Tuesday, June 25, 2019
Exhibit Hall C (Marriott Wardman Park Hotel)

Presenter: Yingying Zhu


Delaying retirement is an important policy solution in response to socioeconomic challenges imposed by the demographic trend of aging. Previous research shows that improvement of health capacity from older workers in 1977 to their counterparts in 2010 leads to additional 4 to 31 percentage points of men’s employment rate varying by age groups. However, as a form of health capital, the causal effect of cognitive decline on labor supply of older adults has been rarely discussed.

This paper is the first study that examines the causal effect of sharp cognitive decline on labor supply of older adults. Understanding the effect of cognitive decline on labor supply of older adults contributes to knowledge about the cost benefit of policy interventions on delaying dementia and cognitive decline. Further, this paper provides insights about the feasibility of policy interventions on delaying retirement.

This research utilizes the biennial nationally representative longitudinal data – the Health and Retirement Study (HRS) 1996-2012. The study sample consists of older adults aged 50 to 65 who are working for pay. The HRS utilizes cognitive test score from the Telephone Interview for Cognitive Status (TICS), which is widely used to study cognition of older adults across countries. This paper is specifically interested in older workers who experience sharp decline in cognitive functions in two years. Cognitive decline in this study, therefore, is defined if one experiences 1 or more standard deviation decline in their cognitive score in two years, accounting for 10% of the whole population.

This research assumes that sharp cognitive decline is a random health shock controlling for onset of heart disease, diabetes, hypertension and change in BMI. Covariates include socioeconomic status and demographic factors (race, sex, age, education, marital status), status, and the onset of heart disease, diabetes and hypertension, baseline levels of cognitive function and occupation.

The magnitude of the effect of cognitive decline on working expectation, accounting for 10 percent of older workers aged 50 to 62 (2.24 percentage points decrease), is half of the magnitude of onset of heart disease on early retirement (4.64 percentage points decrease), and higher than that of diabetes (1.81 percentages points increase, not statistically significant) and change in BMI (-0.04, not statistically significant).
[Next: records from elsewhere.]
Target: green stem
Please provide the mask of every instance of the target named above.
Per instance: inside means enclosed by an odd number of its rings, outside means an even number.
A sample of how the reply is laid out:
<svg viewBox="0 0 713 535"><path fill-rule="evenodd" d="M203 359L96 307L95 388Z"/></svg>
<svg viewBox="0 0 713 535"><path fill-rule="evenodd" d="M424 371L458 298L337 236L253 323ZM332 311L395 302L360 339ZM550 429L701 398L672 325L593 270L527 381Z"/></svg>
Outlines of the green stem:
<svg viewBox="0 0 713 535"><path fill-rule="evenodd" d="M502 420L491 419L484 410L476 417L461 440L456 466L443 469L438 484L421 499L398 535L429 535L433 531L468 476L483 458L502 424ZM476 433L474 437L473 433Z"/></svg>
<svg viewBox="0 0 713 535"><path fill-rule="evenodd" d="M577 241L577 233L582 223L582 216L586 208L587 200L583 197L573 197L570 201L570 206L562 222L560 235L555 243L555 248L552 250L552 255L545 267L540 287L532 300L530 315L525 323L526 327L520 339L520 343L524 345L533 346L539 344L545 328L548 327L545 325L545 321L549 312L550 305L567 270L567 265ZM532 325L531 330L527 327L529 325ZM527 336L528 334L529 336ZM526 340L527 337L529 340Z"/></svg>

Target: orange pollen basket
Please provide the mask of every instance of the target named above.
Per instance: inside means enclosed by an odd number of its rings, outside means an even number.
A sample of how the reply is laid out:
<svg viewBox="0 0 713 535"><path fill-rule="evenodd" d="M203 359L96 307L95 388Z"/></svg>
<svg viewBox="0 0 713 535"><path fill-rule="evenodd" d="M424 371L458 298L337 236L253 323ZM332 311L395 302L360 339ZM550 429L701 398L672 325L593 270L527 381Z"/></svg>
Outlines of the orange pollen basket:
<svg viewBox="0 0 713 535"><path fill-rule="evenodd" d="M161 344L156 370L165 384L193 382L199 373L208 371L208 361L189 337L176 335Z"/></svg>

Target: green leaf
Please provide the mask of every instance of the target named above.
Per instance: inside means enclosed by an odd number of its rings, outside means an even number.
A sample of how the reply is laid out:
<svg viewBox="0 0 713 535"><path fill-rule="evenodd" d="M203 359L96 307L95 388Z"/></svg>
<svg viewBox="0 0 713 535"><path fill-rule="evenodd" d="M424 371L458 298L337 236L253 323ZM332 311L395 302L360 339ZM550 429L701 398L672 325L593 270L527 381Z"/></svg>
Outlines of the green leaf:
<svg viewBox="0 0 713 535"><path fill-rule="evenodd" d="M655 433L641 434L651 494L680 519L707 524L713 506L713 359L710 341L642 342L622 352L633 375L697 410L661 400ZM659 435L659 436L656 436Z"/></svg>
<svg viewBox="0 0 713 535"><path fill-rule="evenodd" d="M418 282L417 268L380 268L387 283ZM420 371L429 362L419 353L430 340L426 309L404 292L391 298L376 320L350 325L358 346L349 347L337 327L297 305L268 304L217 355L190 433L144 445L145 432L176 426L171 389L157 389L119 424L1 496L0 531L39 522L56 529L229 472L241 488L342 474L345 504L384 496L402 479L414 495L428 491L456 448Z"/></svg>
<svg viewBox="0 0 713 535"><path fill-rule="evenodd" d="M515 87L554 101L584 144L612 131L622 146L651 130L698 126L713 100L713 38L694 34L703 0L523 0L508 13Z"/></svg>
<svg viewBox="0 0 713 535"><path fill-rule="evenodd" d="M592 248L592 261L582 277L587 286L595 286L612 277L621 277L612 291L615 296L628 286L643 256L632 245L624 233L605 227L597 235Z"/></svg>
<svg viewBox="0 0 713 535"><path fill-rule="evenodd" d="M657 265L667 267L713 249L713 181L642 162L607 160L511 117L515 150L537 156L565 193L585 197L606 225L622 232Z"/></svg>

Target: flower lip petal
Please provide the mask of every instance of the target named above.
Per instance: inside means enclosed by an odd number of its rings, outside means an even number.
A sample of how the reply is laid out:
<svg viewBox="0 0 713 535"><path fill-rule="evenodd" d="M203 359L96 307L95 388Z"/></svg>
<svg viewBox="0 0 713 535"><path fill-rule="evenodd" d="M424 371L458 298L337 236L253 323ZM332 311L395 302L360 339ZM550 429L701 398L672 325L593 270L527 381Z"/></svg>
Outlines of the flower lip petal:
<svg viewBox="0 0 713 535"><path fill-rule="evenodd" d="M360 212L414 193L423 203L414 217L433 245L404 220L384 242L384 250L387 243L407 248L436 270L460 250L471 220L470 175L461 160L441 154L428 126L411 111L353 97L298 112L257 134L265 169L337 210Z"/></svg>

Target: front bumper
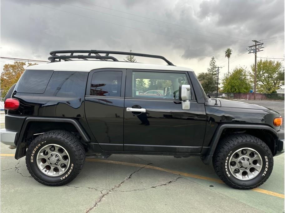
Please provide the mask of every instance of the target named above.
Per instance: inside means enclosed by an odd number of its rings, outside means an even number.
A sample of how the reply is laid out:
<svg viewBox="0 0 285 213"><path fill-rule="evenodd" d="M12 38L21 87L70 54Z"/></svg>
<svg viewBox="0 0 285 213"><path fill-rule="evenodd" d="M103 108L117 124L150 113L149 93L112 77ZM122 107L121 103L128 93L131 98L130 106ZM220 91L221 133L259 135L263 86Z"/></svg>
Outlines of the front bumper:
<svg viewBox="0 0 285 213"><path fill-rule="evenodd" d="M14 146L17 138L17 132L7 130L6 129L0 130L0 138L1 142L6 145Z"/></svg>

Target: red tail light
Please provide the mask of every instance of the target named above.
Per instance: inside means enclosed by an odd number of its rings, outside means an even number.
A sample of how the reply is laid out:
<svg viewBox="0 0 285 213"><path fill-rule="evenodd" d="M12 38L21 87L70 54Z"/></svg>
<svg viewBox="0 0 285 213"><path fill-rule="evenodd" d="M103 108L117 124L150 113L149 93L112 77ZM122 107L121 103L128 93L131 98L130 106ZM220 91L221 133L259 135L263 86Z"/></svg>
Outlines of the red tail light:
<svg viewBox="0 0 285 213"><path fill-rule="evenodd" d="M4 103L4 108L8 110L15 110L18 109L20 106L20 102L15 98L7 98Z"/></svg>

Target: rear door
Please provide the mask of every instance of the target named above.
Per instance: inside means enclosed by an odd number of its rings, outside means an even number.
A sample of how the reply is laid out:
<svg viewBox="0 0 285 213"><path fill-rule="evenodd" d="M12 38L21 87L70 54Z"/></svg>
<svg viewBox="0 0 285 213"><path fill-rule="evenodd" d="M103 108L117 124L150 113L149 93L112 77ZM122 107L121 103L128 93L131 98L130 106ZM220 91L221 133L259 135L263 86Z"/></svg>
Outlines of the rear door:
<svg viewBox="0 0 285 213"><path fill-rule="evenodd" d="M180 84L191 86L190 110L182 109ZM162 91L163 95L149 94L151 90ZM200 152L206 113L204 104L197 103L194 92L187 72L127 70L124 150Z"/></svg>
<svg viewBox="0 0 285 213"><path fill-rule="evenodd" d="M85 98L89 126L103 150L123 150L124 98L126 70L90 72Z"/></svg>

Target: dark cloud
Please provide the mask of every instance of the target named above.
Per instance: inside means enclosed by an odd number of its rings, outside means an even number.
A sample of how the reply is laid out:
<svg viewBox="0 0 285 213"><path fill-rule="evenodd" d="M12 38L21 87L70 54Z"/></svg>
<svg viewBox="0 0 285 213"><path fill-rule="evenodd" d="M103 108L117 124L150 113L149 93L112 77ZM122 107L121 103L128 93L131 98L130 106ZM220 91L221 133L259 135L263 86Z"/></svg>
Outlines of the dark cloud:
<svg viewBox="0 0 285 213"><path fill-rule="evenodd" d="M209 60L213 56L223 59L227 48L237 54L245 51L253 39L282 35L284 31L282 0L27 1L46 7L22 1L1 1L1 47L5 47L1 51L10 55L5 56L24 57L26 54L29 56L26 57L46 60L54 50L132 49L162 55L174 61Z"/></svg>

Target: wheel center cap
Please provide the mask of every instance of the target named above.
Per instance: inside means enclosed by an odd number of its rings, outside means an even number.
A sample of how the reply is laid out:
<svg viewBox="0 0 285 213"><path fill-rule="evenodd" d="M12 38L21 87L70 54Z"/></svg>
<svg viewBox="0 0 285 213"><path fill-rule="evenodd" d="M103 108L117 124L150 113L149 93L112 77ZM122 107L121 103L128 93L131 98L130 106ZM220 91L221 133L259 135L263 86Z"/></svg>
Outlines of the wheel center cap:
<svg viewBox="0 0 285 213"><path fill-rule="evenodd" d="M245 168L248 167L249 166L249 162L247 161L245 161L242 162L242 166Z"/></svg>
<svg viewBox="0 0 285 213"><path fill-rule="evenodd" d="M50 162L50 163L52 164L55 163L56 162L56 158L54 157L52 157L49 159L49 162Z"/></svg>

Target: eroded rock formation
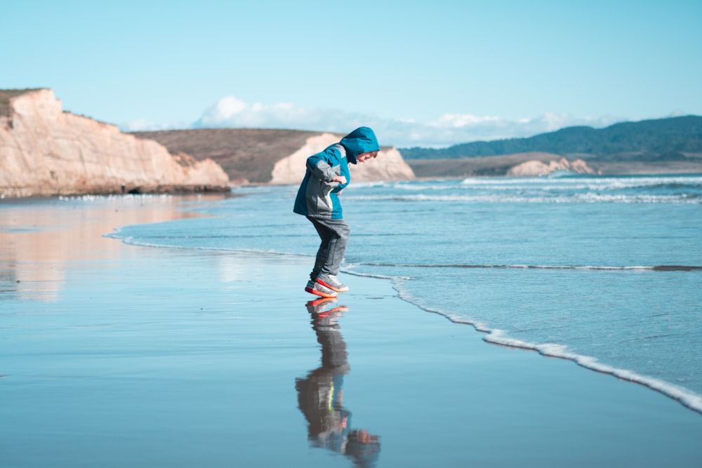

Yet cognitive decline has no statistically significant effect on expected working probability at age 65.

The result indicates that unexpected cognitive decline is associated with updates in early retirement decision. Although the magnitude of cognitive decline is smaller than the onset of heart disease, it is larger and more statistically significant than the effect of diabetes and hypertension. Interventions on preventing cognitive decline in addition to interventions on delaying physical health deterioration at middle to late age may prolong the working life of older adults.